The Prize

★★★★
theatre review (edinburgh) | Read in About 2 minutes
33330 large
102793 original
Published 19 Aug 2012

It’s not the winning, it’s the taking part that counts, right? Maybe not for the hundreds of determined Olympic hopefuls we have anxiously watched compete during London 2012. It is this passion and intense desire to succeed that is explored in this delicately constructed verbatim piece from Murmur and Live Theatre, drawing on interviews with British athletes past, present and future. For them, failing is simply not an option.

Performed by a cast of five on an almost bare stage, the power and the poignancy rightly lies with the voices of those interviewed, their experiences communicated through the actors. Murmur has spoken to a huge range of athletes, from a female diver who competed in the 1950s, when the honour really was the taking part, to athletes with ambitions for this year’s Olympics and Paralympics.
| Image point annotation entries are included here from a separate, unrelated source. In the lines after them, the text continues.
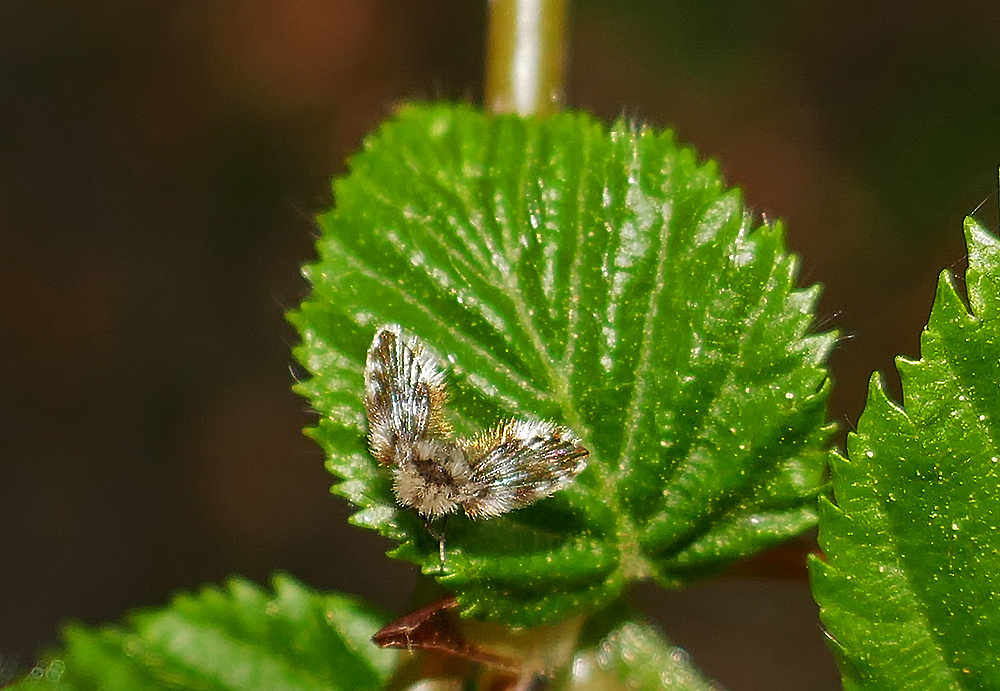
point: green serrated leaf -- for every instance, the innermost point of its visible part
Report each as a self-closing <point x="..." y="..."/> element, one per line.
<point x="910" y="585"/>
<point x="239" y="638"/>
<point x="603" y="279"/>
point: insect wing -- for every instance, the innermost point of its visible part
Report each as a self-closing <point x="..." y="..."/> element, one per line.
<point x="518" y="463"/>
<point x="404" y="393"/>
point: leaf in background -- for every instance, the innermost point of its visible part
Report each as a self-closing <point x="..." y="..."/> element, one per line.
<point x="604" y="280"/>
<point x="635" y="656"/>
<point x="240" y="639"/>
<point x="909" y="589"/>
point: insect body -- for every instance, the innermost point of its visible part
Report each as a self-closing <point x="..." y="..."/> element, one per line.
<point x="506" y="467"/>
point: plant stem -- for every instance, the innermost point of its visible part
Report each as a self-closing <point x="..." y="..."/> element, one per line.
<point x="525" y="56"/>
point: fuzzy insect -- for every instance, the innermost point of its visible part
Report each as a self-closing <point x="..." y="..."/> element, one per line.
<point x="511" y="465"/>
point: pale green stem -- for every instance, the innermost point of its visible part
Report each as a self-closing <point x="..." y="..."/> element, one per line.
<point x="525" y="56"/>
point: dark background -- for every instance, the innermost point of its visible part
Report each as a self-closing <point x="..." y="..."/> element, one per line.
<point x="160" y="163"/>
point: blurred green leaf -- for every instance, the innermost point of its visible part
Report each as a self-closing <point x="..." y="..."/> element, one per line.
<point x="634" y="656"/>
<point x="911" y="581"/>
<point x="239" y="638"/>
<point x="603" y="279"/>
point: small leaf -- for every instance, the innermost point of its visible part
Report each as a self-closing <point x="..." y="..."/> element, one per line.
<point x="635" y="656"/>
<point x="603" y="280"/>
<point x="909" y="588"/>
<point x="240" y="639"/>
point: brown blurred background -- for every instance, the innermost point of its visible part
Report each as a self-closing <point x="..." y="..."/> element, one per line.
<point x="159" y="166"/>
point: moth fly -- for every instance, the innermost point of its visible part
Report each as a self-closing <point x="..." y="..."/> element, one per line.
<point x="510" y="465"/>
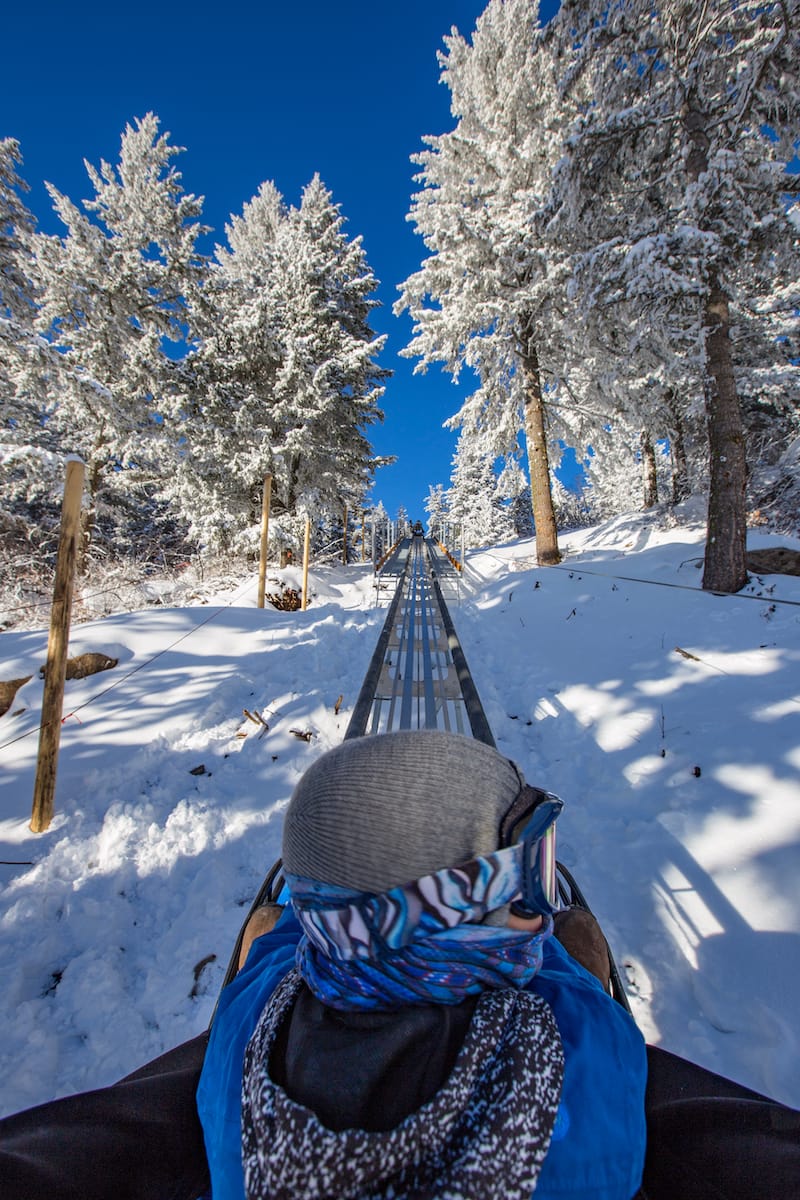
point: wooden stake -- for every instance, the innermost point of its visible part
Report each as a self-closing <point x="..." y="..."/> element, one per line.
<point x="265" y="534"/>
<point x="306" y="552"/>
<point x="49" y="735"/>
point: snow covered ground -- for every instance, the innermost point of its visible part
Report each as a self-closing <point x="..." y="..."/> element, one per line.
<point x="668" y="720"/>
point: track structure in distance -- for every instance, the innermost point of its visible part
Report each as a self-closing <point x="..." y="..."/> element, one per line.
<point x="417" y="677"/>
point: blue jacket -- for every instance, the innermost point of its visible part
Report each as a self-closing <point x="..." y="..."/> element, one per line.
<point x="597" y="1149"/>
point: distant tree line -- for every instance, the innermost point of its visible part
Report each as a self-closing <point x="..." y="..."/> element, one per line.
<point x="180" y="379"/>
<point x="613" y="251"/>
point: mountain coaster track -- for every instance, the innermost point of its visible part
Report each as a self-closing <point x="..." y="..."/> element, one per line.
<point x="419" y="679"/>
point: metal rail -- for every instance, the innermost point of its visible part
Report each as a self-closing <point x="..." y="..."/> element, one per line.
<point x="419" y="678"/>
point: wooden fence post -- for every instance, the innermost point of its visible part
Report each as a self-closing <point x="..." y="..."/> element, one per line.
<point x="265" y="534"/>
<point x="306" y="553"/>
<point x="49" y="735"/>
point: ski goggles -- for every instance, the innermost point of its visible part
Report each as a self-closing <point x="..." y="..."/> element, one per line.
<point x="530" y="822"/>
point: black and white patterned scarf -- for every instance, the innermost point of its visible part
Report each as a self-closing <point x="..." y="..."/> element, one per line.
<point x="482" y="1137"/>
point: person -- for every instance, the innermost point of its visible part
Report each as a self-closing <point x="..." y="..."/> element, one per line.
<point x="533" y="1075"/>
<point x="410" y="1026"/>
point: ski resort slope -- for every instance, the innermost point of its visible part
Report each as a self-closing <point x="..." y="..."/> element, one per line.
<point x="667" y="719"/>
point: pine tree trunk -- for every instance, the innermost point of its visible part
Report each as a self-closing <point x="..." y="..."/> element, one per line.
<point x="678" y="448"/>
<point x="726" y="538"/>
<point x="726" y="543"/>
<point x="649" y="473"/>
<point x="541" y="498"/>
<point x="88" y="517"/>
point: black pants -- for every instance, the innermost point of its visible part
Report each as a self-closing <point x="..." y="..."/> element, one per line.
<point x="140" y="1139"/>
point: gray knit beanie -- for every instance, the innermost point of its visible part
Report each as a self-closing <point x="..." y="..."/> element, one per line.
<point x="378" y="811"/>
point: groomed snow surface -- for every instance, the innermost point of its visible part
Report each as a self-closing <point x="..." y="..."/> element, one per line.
<point x="667" y="719"/>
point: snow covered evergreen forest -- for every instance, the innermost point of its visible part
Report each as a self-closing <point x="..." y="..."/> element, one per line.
<point x="611" y="270"/>
<point x="180" y="379"/>
<point x="613" y="252"/>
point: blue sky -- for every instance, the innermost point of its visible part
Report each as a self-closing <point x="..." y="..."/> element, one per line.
<point x="254" y="91"/>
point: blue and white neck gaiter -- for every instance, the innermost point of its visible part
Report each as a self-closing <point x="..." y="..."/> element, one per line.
<point x="416" y="943"/>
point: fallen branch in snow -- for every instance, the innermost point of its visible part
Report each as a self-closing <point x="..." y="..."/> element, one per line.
<point x="693" y="658"/>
The carefully selected and assembled snatches of the resulting interviews reveal the athletes’ drive, dedication and struggles without ever tipping into the trite sentimentalism that the media around the Games has often fallen prey to. The principal emotional manipulation comes courtesy of projected text revealing whether or not those speaking qualified for the Games, a device that could be intrusive and heavy handed but is here executed with heartbreaking simplicity.

Propelled by the energy of the Games’ success and looking towards the Paralympics, The Prize resonates perfectly with current national feeling. But by being so of the moment, it is difficult to envisage much of a future life for the piece. Beautifully formed though it is, it feels—much like the sporting triumph it revolves around—fleetingly ephemeral.